State Rep. Yadira Caraveo says her proposal to limit the potency of marijuana sold recreationally in Colorado was just in its beginning stages. But when draft legislation was recently leaked and prominent figures in the state’s cannabis industry created an uproar, the measure started unraveling. 

Now, Caraveo, a Thornton Democrat and pediatrician, is backing off parts of the measure and loosening the restrictions in what’s left.

“Given the pushback that we’ve had overall on the bill,” she said, “we really want to streamline it and focus it on the things that we think absolutely need to happen this year.”

The episode is a prime example of the multibillion-dollar cannabis industry’s growing clout in Colorado politics. Marijuana interests have been spending more money on lobbying at the state Capitol but haven’t quite flexed their muscles like this since voters approved recreational pot sales in 2012. 

There have been newspaper articles with dire quotes. There have been opinion pieces. There have been social media posts

“It makes sense that the cannabis industry is utilizing whatever resources we have to right this proposal,” said Peter Marcus, communications director for Terrapin Care Station, a major marijuana retailer. “Because without any true research or peer-reviewed science behind the subject, this rushing to policy like this — which would put the industry out of business overnight — doesn’t make any sense.”

Cannabis plants grow inside a cultivation facility near Lafayette on Thursday, Dec. 13, 2018. (Andy Colwell, Special to The Colorado Sun)

Caraveo’s initial proposal, which she says was always supposed to be a negotiating floor, was to limit the potency of marijuana products sold in Colorado to 15% THC, the psychoactive compound in cannabis that gets people high.

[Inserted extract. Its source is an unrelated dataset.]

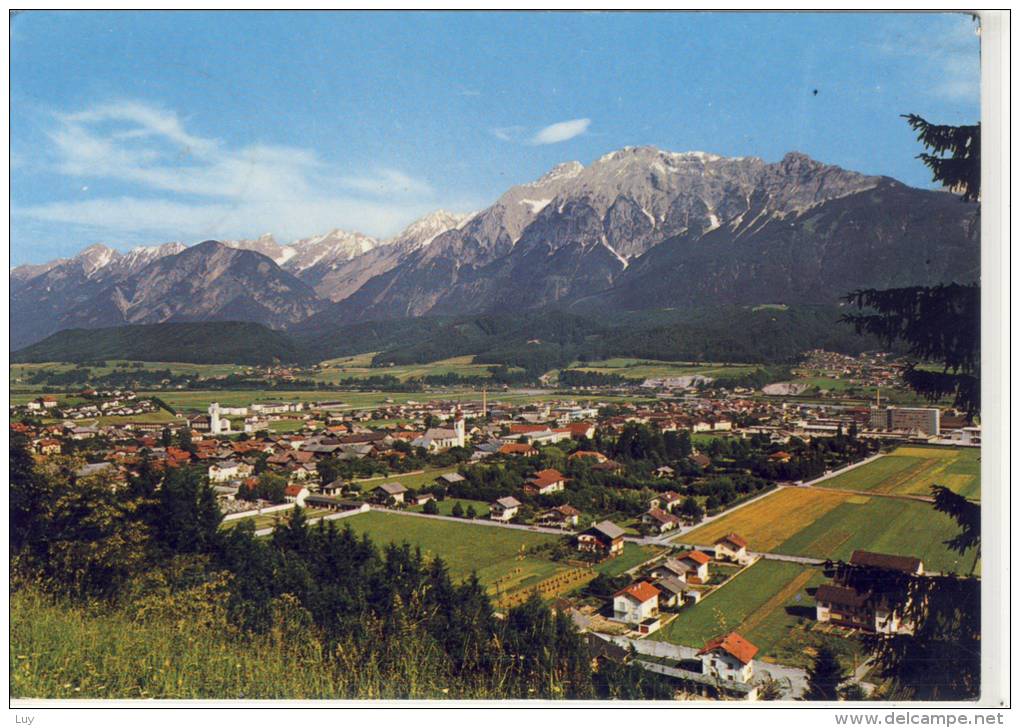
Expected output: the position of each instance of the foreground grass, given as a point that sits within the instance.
(771, 605)
(60, 651)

“The potency is going to change, but we have not reached a number,” said Caraveo, who is also a pediatrician. “We’re still talking to leadership and other groups about it. It’s not going to be 15%.”

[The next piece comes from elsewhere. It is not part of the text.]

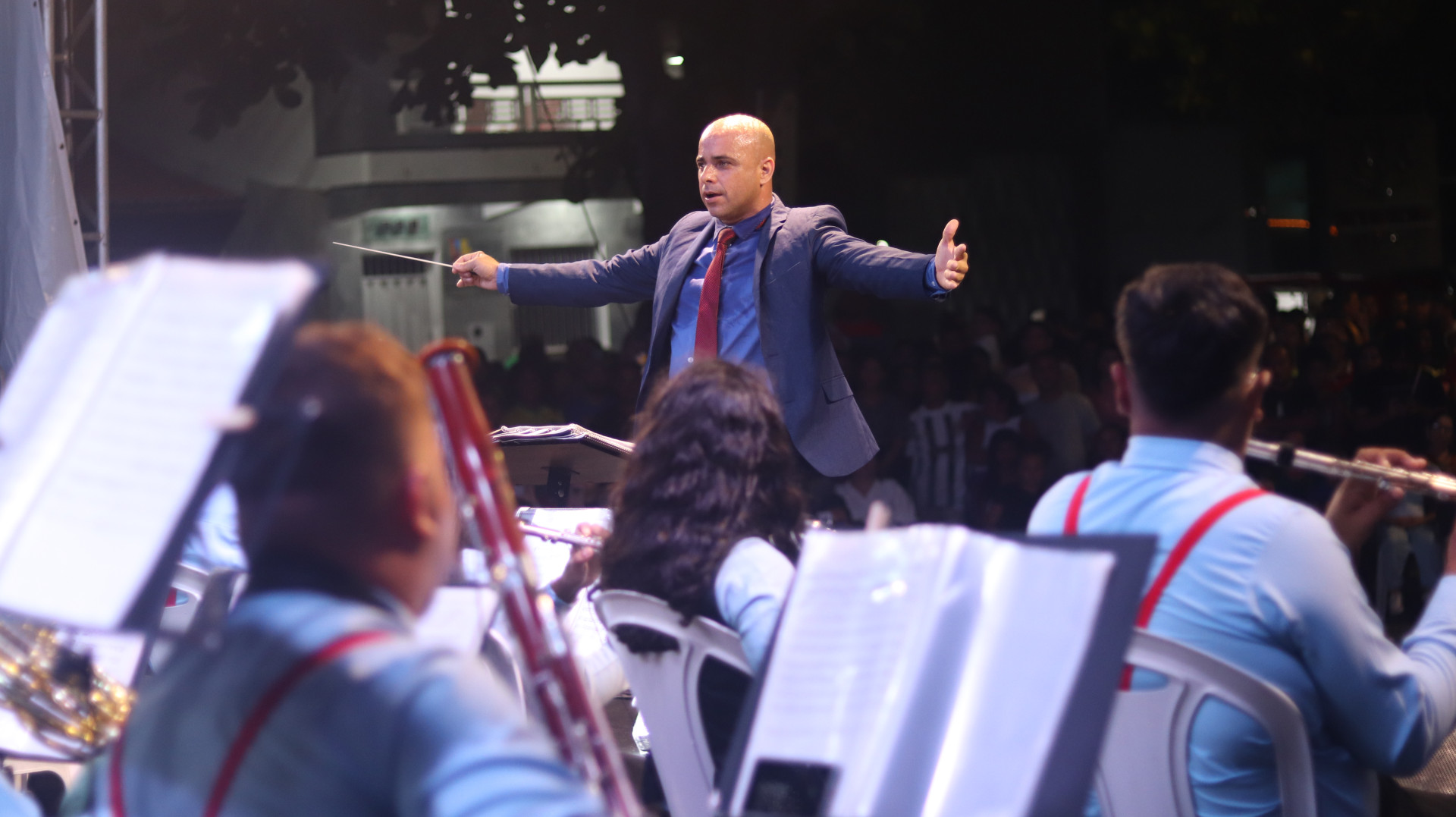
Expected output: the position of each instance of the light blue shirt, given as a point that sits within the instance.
(391, 727)
(215, 544)
(1272, 590)
(750, 590)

She said 15% was supposed to be a research-based floor that mimics the way the Netherlands regulates cannabis potency.

She said she has already cut parts of the bill that would have prevented “budtenders,” or retail marijuana salespeople, from working on commission, as well as limits on advertising to prevent companies from marketing to kids. Caraveo also wanted to outlaw vaping products that looked like innocuous items, such as a highlighter pen. 

“I think those are fights to take on at another time,” she said.

Caraveo, who is one of the first Democrats in the state to clash with the marijuana industry, said she launched her effort because “the products available now are not the products Colorado legalized.” Many strains of marijuana flower that are sold in Colorado have a potency above 15%. She’s particularly worried about children’s access to cannabis concentrates, which can have a THC makeup of 70% or higher, and their effects on a developing brain. 

Colorado currently has no potency limit.

“We haven’t reevaluated what the industry has done, in terms of effects on youth and effects overall, since we legalized (marijuana),” Caraveo said. 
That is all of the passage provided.